Perhaps the most significant contributor to HT is chemotherapy. Several experimental chemotherapy regimens have been prospectively compared with the current standard of 5-FU/MMC. In the ACT II trial, cisplatin with 5-FU resulted in improved grade 3/4 HT compared with 5-FU/MMC but yielded no difference in neutropenic sepsis or survival. Capecitabine has also been investigated in large retrospective studies as an alternative to infusional 5-FU. Goodman et al identified a significant reduction of grade ≥3 HT and treatment interruptions of 32% and 26%, respectively, with equivalent clinical outcomes, and suggested capecitabine as a suitable alternative to 5-FU. In cases where dose constraints are not achievable, some consider following a European approach using single-dose MMC in select patients, which likely has a greater effect on HT than RT.30, 31 Additional studies will be required to assess the combined impact of varying pelvic radiation dose, elective treatment of inguinal nodes, and type of chemotherapy on both clinical outcomes and HT.

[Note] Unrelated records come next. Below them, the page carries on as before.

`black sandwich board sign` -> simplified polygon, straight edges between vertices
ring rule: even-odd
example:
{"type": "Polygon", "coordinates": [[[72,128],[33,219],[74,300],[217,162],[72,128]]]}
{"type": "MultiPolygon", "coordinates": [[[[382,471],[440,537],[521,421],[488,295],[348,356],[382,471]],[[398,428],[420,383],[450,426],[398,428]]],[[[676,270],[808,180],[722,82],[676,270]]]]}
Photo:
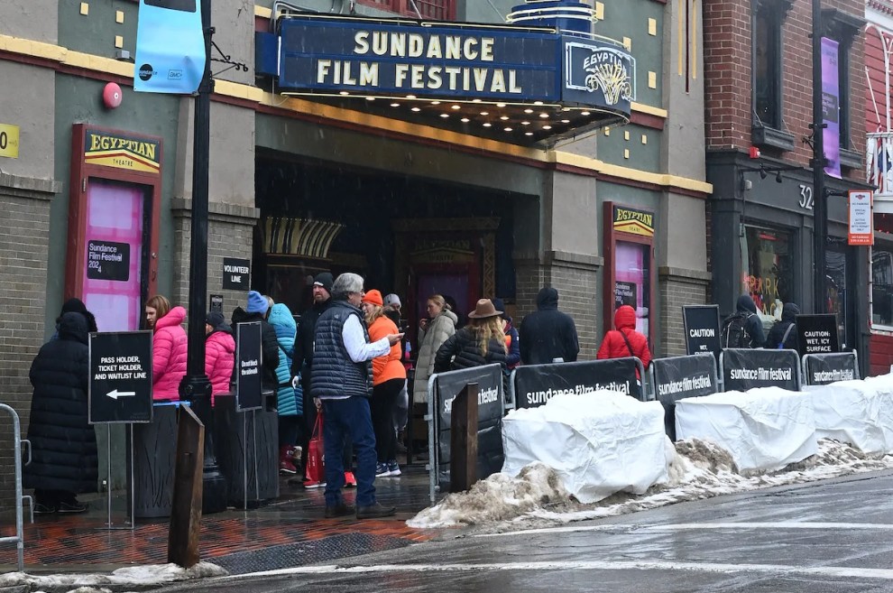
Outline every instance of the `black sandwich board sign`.
{"type": "Polygon", "coordinates": [[[686,328],[686,354],[713,352],[719,360],[723,348],[719,305],[685,305],[682,322],[686,328]]]}
{"type": "Polygon", "coordinates": [[[235,409],[259,410],[261,398],[261,322],[235,324],[235,409]]]}
{"type": "Polygon", "coordinates": [[[151,422],[152,332],[91,333],[89,422],[151,422]]]}
{"type": "Polygon", "coordinates": [[[840,352],[837,316],[833,313],[797,315],[796,347],[801,357],[807,354],[840,352]]]}
{"type": "Polygon", "coordinates": [[[248,291],[251,280],[251,260],[224,257],[223,287],[233,291],[248,291]]]}

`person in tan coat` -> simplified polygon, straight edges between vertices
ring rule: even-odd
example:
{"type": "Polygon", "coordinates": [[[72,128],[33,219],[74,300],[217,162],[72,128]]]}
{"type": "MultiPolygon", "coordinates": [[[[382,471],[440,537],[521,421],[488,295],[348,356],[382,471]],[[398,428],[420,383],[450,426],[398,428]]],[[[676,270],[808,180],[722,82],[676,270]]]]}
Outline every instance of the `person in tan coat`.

We recognize there are limitations to our study. This study is retrospective, with a limited number of patients. Therefore, it may lack generalizability. Furthermore, data were collected from 2 institutions, so there may be differences in PET/CT scanners and protocols, which may create minor differences in SUVmax. However, intrapatient normalization of SUVmax to background extrapelvic bone uptake likely mitigated this issue. There may also be differences in the laboratory analysis of blood samples between the institutions, although ie, unlikely to affect the delta for each individual patient throughout treatment. The threshold V40 Gy ≤ 20% to 25% is derived from the limited number of patients and may introduce uncertainty due to the fitting of the model. The timing of post-CRT PET had a range of 6 to 16 weeks, but there was only a 2-week interquartile range around a median of 12 weeks; there is possibility for variations in PET SUV values. Lastly, the effect of chemotherapy may vary between patients because 5-FU and MMC have a range for standard doses, which may be different for each patient. However, again one would expect that the differences in systemic effect would be mitigated when normalizing background extrapelvic bone uptake.

Conclusions

Our results are consistent with and build upon a growing body of literature indicating that ABM can be correlated with hematologic values. The use of pre- and post-18F-PET/CT scans provides a robust approach to the delineation of the ABM. Determination of changes in ABM between pre- and post-CRT PET is significantly associated with HT in patients with anal cancer undergoing CRT. LSBM ABM has the strongest correlation with HT, and a constraint on V40 Gy for ABM <20% to 25% can be used to minimize HT. Ultimately, avoidance of PET-based ABM may significantly reduce the risk of HT and can lead to decreased treatment delays, which are associated with superior clinical outcomes.